Old 01-26-15, 08:57 AM
  #22  
wphamilton
Senior Member
 
wphamilton's Avatar
 
Join Date: Apr 2011
Location: Alpharetta, GA
Posts: 15,280

Bikes: Nashbar Road

Mentioned: 71 Post(s)
Tagged: 0 Thread(s)
Quoted: 2934 Post(s)
Liked 341 Times in 228 Posts
Originally Posted by RomansFiveEight
... The question, to me, is glaringly obvious. What exactly does that speed give you? You burn more fuel and don't make a meaningful improvement to your time!

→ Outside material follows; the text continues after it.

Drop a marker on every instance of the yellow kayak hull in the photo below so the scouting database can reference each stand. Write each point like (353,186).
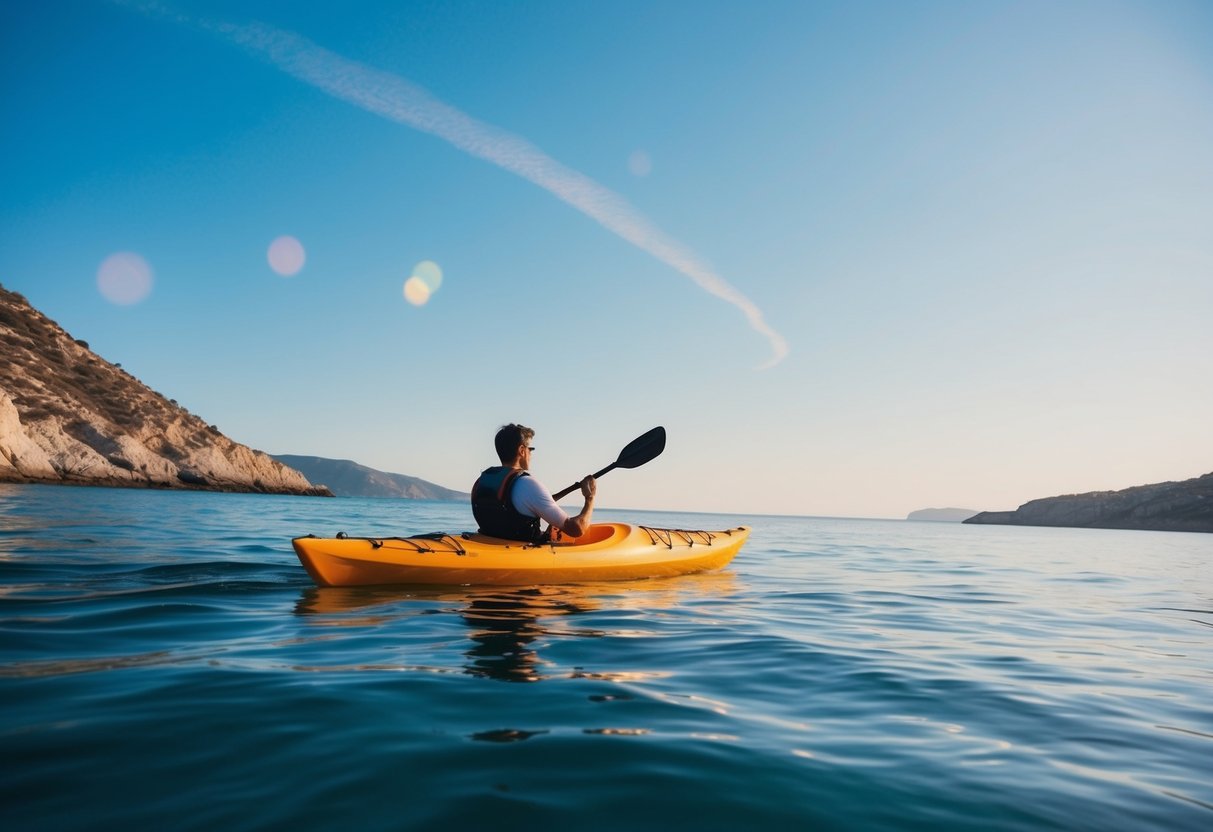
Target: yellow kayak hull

So yeah, I get you. I'm sure it bugs folks when I putt along in the right lane at 5 below (though, another advantage is, no jockeying for position! Other than passing the occasional 18-wheeler up a steep hill, and then them passing me down a steep descent, I pretty much can just sit in the right lane; no jockeying and passing and getting frustrated by left-lane slowpokes). But it is what it is! They can call me names, I'll be listening to some good music or an interesting conversation on NPR and not playing full-tackle interstate jockeying!
R58 absolutely right and it's even more true for driving in town in my experience. Sure, every once in awhile the speeder will get through a light they'd otherwise have stopped at, or get ahead of someone turning into the street instead of stuck behind them but even those successes doesn't save much time over the whole route. Racing to the stop light to get ahead of someone is another example.

I don't think that it reflects on their character though. I think that for most people, it just never occurs to them to test it objectively. And, sadly, many people just aren't equipped to understand how speeding might not actually be much faster.

Teaching my teenager to drive, one of the things I stress is to observe the traffic ahead, to prepare to react to whatever they are reacting to. The eye-opening part is that most of those drivers are only reacting to what happens directly in front of them. No value judgments, no real thought involved, just routine reactions to whatever forces its way into their attention.

In light of that perspective I can't really agree with the equivalence Joey draws between freeway speeding and scoff-law traffic in general. Yes, some are being scoff-laws and frankly being stupid at it, but the 762 vehicles passing at 65 probably not. Most of them are probably just following traffic, speeding up to pass whenever they get too close to you.

Why should you care? I don't think you should care either way. You should ride in a manner so as to ensure your safety, and to minimize traffic disruption from any technically illegal maneuver. Which may often amount to the same thing. What they think about it is mostly extraneous.